What to Do if You See a Swarm

honey bee swarm

Swarming season is upon us. As the overwintering period ends, chances for swarming behavior in honey bee colonies increase between spring and early summer. Are you prepared for what to do if you encounter a swarm this year?

First, let’s clear up some confusion on what exactly a swarm is. Rather than simply being a plural term to describe any group of bees, a “swarm of bees” refers to a natural behavior that honey bee colonies use for reproduction. A swarm occurs when a colony splits as the old queen is replaced. The first queen leaves the hive with roughly half of the worker bees and as much honey as they can carry, and they reestablish themselves on a structure nearby to their original hive. While scout bees leave in search of a new hive location, the worker bees in the swarm cluster around the queen (called festooning) and link to each other’s bodies, hanging onto their arms and legs to create a form that keeps the swarm together.

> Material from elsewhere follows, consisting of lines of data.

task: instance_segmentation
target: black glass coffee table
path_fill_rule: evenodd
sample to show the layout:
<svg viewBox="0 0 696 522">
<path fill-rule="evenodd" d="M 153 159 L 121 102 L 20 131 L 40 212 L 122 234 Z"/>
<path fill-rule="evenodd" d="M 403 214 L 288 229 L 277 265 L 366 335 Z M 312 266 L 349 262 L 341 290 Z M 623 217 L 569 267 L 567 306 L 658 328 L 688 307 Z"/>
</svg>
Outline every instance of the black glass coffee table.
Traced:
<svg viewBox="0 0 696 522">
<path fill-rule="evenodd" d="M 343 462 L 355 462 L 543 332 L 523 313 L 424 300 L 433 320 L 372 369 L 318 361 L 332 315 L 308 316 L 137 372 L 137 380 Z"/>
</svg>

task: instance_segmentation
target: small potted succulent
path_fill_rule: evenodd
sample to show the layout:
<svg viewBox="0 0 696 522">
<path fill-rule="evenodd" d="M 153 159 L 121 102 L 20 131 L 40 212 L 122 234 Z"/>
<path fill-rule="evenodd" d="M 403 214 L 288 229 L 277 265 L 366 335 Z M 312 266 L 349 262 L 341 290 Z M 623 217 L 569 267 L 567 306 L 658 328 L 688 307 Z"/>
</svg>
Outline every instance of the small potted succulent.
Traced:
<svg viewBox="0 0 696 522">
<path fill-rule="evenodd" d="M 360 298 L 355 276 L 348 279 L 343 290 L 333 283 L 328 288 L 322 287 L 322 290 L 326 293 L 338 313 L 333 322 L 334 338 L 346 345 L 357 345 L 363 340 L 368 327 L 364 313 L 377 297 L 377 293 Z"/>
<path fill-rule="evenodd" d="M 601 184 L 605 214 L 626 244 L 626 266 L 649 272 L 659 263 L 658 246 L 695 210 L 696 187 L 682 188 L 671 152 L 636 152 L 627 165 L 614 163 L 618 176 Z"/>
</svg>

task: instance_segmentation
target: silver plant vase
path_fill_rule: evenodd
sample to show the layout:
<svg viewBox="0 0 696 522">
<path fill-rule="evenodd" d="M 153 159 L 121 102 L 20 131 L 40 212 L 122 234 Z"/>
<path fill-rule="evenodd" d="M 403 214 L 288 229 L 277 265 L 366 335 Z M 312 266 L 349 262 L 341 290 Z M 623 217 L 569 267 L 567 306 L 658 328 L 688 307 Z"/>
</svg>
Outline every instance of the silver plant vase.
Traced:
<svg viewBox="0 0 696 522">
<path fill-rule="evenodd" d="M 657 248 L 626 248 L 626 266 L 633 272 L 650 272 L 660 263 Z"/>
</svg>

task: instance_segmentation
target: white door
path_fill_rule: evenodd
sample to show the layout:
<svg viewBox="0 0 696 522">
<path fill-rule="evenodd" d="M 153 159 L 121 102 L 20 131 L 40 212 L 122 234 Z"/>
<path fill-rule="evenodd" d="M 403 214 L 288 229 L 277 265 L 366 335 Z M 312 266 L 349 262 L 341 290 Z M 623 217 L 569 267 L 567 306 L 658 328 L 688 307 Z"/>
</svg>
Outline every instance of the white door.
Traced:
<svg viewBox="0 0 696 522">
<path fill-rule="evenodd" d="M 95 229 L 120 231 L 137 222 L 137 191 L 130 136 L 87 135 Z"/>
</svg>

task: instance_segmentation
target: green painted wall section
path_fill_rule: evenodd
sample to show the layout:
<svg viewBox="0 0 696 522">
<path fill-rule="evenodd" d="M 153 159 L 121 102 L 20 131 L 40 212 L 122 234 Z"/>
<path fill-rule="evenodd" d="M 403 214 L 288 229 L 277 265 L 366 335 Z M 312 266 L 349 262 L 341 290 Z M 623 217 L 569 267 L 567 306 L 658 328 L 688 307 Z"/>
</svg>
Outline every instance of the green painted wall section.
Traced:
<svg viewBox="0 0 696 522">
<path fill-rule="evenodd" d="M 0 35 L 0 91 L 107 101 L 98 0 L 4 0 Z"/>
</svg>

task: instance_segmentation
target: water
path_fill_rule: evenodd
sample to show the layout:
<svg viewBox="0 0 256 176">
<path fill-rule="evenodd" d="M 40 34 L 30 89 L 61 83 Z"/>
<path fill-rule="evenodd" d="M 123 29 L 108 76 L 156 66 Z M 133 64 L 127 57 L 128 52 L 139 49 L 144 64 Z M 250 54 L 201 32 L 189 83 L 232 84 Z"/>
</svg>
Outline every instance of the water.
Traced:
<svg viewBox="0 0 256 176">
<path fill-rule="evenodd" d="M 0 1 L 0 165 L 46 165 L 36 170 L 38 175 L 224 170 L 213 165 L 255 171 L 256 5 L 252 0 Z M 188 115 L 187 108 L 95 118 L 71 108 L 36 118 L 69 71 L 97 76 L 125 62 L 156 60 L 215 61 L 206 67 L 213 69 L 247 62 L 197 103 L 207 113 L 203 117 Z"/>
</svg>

Swarms can often be found in places such as tree branches, small clumps of vegetation, fences, mailboxes, walls or even simply on the ground. They are often reported to local pest control agencies or fire departments. This is where beekeepers’ expertise certainly comes in handy, as they can safely capture swarms and transfer the bees to a colony of their own.

If you do come across a swarm, don’t fret! When they are swarming, honey bees are typically very docile, as they’ve gobbled up full honey stores and are full and happy. They also don’t have hives with honey stores and brood to protect. If they are swarming, you can also count on the fact that the honey bees are most likely local and carry strong genetics. Swarming is a behavior that only healthy bees that survived the winter and were well-equipped in preparation to leave the hive tend to exhibit. As a beekeeper, in terms of building up your current hives, capturing local swarms is often as a great method to incorporate new bees into your colonies that have strong genetics and will fare well.

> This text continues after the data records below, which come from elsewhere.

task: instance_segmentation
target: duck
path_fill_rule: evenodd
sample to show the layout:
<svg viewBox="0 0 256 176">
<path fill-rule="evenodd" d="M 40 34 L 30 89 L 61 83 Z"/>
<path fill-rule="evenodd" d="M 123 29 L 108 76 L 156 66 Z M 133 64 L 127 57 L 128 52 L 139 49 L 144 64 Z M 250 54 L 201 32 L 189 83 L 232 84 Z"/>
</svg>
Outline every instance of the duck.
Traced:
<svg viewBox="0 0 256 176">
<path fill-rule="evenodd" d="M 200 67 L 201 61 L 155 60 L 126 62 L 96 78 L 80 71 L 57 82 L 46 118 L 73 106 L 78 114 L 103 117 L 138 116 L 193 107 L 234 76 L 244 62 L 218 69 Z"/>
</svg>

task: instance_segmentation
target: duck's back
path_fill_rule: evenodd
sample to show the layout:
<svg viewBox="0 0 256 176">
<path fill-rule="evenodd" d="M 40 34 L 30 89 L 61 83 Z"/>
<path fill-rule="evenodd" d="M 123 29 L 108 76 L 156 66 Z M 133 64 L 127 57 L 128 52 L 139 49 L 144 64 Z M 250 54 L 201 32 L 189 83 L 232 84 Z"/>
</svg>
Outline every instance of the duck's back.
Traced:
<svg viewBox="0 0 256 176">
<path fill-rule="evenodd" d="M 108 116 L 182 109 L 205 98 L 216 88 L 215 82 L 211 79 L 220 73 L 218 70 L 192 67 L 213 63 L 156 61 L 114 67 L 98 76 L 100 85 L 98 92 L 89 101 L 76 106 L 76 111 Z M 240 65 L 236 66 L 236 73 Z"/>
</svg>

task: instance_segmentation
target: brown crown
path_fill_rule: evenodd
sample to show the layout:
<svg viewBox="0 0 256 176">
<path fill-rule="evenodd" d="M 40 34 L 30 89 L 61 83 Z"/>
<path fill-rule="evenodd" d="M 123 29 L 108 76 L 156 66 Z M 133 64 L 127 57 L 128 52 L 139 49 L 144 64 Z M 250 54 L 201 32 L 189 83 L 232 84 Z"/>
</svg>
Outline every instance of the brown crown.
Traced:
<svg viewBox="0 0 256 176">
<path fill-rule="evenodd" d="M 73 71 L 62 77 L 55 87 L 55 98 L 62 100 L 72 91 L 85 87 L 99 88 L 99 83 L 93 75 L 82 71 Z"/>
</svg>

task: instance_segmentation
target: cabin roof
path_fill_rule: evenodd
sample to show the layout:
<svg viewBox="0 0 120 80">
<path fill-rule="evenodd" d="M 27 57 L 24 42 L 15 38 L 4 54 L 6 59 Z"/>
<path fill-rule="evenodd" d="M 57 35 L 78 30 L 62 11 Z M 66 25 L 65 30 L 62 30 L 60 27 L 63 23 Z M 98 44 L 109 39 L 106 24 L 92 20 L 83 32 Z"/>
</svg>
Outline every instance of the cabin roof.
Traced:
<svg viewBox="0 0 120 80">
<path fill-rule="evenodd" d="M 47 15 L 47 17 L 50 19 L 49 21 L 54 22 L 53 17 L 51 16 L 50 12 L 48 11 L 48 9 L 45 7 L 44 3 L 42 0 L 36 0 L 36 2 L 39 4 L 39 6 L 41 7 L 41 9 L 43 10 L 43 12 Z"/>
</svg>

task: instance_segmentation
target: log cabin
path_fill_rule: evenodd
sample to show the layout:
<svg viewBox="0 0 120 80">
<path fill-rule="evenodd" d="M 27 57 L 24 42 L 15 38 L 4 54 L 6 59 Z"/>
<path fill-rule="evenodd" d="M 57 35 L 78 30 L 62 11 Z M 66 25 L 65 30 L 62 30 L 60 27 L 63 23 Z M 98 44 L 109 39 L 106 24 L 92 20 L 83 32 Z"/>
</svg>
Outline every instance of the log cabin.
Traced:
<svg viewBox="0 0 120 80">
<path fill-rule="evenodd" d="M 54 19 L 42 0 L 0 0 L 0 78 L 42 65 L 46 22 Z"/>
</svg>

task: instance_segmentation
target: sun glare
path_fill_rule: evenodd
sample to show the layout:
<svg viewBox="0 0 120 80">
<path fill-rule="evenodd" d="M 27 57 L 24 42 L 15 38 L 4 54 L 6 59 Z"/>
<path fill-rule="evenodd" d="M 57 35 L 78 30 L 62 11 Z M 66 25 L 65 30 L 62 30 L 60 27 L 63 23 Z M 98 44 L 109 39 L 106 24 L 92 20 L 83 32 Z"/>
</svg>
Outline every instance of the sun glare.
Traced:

So, let’s say you’re ready to capture a swarm, and you want to know how to best prepare in case you do happen upon one this year. Below are some helpful steps to keep in mind:

  1. Get the word out. If you know you’ll have interest in capturing a swarm this season, reach out to local pest control agencies, fire departments and neighbors to let them know you’re available to help should they encounter one. Then, keep your swarm gear in your vehicle in preparation for quick action, should you get a call. What type of gear is that, exactly? Read on…
  2. Brush up on best practices, common questions and tools you’ll need to have on hand. Some references we’d recommend are Bee Built’s How to Catch a Swarm and Install It in a Beehive article and Beekeeping Like a Girl’s How to Catch a Swarm of Bees guide. In these two links, you’ll find information on:
    • which types of materials you should purchase
    • steps to follow when you arrive at the swarm site (as well as what NOT to do)
    • helpful tricks for luring the bees into your temporary hive box
    • how long you should wait before transferring the swarm to a more permanent hive location

    It’s particularly important that you wear protective gear and exercise caution when encountering the swarm – and bring backup, if necessary.

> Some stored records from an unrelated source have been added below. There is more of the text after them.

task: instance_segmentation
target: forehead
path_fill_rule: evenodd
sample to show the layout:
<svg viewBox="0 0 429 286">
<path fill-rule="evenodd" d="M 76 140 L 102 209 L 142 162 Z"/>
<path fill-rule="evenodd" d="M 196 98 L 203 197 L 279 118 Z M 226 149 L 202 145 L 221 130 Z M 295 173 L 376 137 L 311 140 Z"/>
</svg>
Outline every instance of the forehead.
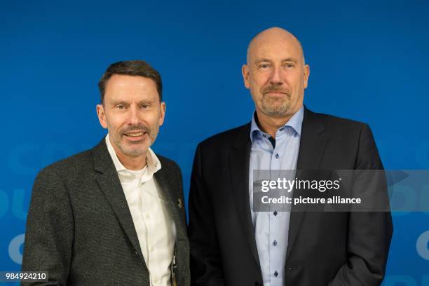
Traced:
<svg viewBox="0 0 429 286">
<path fill-rule="evenodd" d="M 106 84 L 106 99 L 158 97 L 155 82 L 143 76 L 114 74 Z"/>
<path fill-rule="evenodd" d="M 255 39 L 249 47 L 251 62 L 261 59 L 283 60 L 292 58 L 302 60 L 302 50 L 298 41 L 291 36 L 271 36 Z"/>
</svg>

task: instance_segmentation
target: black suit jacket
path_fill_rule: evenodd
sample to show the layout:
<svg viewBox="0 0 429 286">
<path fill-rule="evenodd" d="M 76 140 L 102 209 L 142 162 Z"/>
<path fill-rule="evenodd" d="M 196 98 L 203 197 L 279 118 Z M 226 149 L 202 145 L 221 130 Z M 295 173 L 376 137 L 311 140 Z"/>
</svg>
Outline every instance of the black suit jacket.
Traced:
<svg viewBox="0 0 429 286">
<path fill-rule="evenodd" d="M 154 175 L 176 224 L 178 285 L 189 284 L 182 174 L 158 156 Z M 149 285 L 149 273 L 105 140 L 43 170 L 33 188 L 22 271 L 48 271 L 38 285 Z M 32 283 L 23 283 L 32 285 Z"/>
<path fill-rule="evenodd" d="M 197 147 L 189 197 L 191 285 L 262 284 L 249 205 L 250 132 L 248 123 Z M 367 125 L 305 109 L 297 170 L 382 168 Z M 392 232 L 390 212 L 292 212 L 285 285 L 379 285 Z"/>
</svg>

  3. As with many experiences one may have as a beekeeper, especially if you are a new beekeeper, it’s best to seek assistance and advice from a more experienced apiarist in your community. The best way to find a trusted mentor for situations like this is to reach out to your local beekeeping association(s) to find someone who is willing to offer guidance or even in-person assistance. Knowledge is power, and the best way to learn is hands-on. A seasoned beekeeper is often available and more than happy to provide guidance to make your first attempt at capturing a swarm a success.

There you have it. Brush up on the helpful tips and tricks outlined above (and feel free to do some further reading of the many resources available online, such as in industry publications like Bee Culture or American Bee Journal), and you’re bound to be swarm-ready this year!